Is it possible to put the scheduler in one process and the multithreaded worker in a separate one? Using a single process has helped some of the memory issues, but significantly slowed my code, which I suspect has to do with the scheduling overhead since I have a fairly large task graph

The threaded scheduler has the lowest overhead, but suffers from the GIL - which should not be an issue for pure-array operations normally.

You can have distributed run a single worker with threads only, but you will still have communication between client and worker. You can also run distributed in-process (processes=False), just to see if the graph-optimisation done for distributed is helping you.

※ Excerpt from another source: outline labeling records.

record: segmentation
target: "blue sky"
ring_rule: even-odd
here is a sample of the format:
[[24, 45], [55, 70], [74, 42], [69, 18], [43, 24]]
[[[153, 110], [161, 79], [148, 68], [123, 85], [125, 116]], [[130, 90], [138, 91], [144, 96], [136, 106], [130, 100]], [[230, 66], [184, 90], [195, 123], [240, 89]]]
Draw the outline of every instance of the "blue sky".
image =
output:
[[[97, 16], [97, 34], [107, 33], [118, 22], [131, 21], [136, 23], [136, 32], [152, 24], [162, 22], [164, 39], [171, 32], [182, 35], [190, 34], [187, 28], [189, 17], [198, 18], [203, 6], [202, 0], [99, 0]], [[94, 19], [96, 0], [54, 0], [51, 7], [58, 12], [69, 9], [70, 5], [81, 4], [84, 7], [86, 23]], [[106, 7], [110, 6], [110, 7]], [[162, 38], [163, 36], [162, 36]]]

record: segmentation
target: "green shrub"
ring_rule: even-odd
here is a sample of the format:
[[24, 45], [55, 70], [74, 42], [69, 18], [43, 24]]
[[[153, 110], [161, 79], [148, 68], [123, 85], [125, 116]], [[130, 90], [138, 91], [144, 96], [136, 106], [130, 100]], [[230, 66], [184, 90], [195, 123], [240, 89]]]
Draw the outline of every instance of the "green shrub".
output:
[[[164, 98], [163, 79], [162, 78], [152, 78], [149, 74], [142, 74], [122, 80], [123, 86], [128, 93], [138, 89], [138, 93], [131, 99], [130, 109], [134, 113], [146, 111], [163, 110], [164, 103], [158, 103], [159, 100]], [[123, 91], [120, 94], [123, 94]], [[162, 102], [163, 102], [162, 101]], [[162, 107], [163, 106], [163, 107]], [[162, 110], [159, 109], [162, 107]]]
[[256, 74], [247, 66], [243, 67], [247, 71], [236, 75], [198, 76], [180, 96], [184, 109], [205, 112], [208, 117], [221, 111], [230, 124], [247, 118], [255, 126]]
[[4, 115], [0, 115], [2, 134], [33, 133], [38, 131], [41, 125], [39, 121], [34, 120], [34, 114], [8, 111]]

Went ahead and ran with client = Client(processes = False) and ended up with ~80000 tasks in the first steps of the workflow and there is still a lot of communication time. This is the jist of my current pipeline

data = di.ndfilters.gaussian_filter(data, sigma = (100,5))
data = data + machine_epsilon

#Compute segmentation thresholds 
threshold_filter = 10
log_norm = dar.log(data)
u = log_norm.mean(dim = 'time')
std = log_norm.std(dim = 'time')
_lo = da.exp(u - std)
thresholds = di.ndfilters.minimum_filter(_lo, size =thershold_filter)

#Segment image
off = da.where(data < thresholds, True, False)
lbl_img = di.ndmeasure.label(off)

min_lbl = lbl_img[lbl_img > 0].min()
max_lbl = lbl_img.max()
lbls = da.arange(min_lbl, max_lbl +1)

#Get centers of mass for labeled subregions
com = di.ndmeasure.center_of_mass(data, lbl_img, index = lbls)
pk = di.ndmeasure.minimum(data, lbl_img, index = lbls)

return lbl_img, com, pk, lbls

To me this seems complicated, but I am unsure of how to improve it. What are best practices for this kind to simplify the task graph?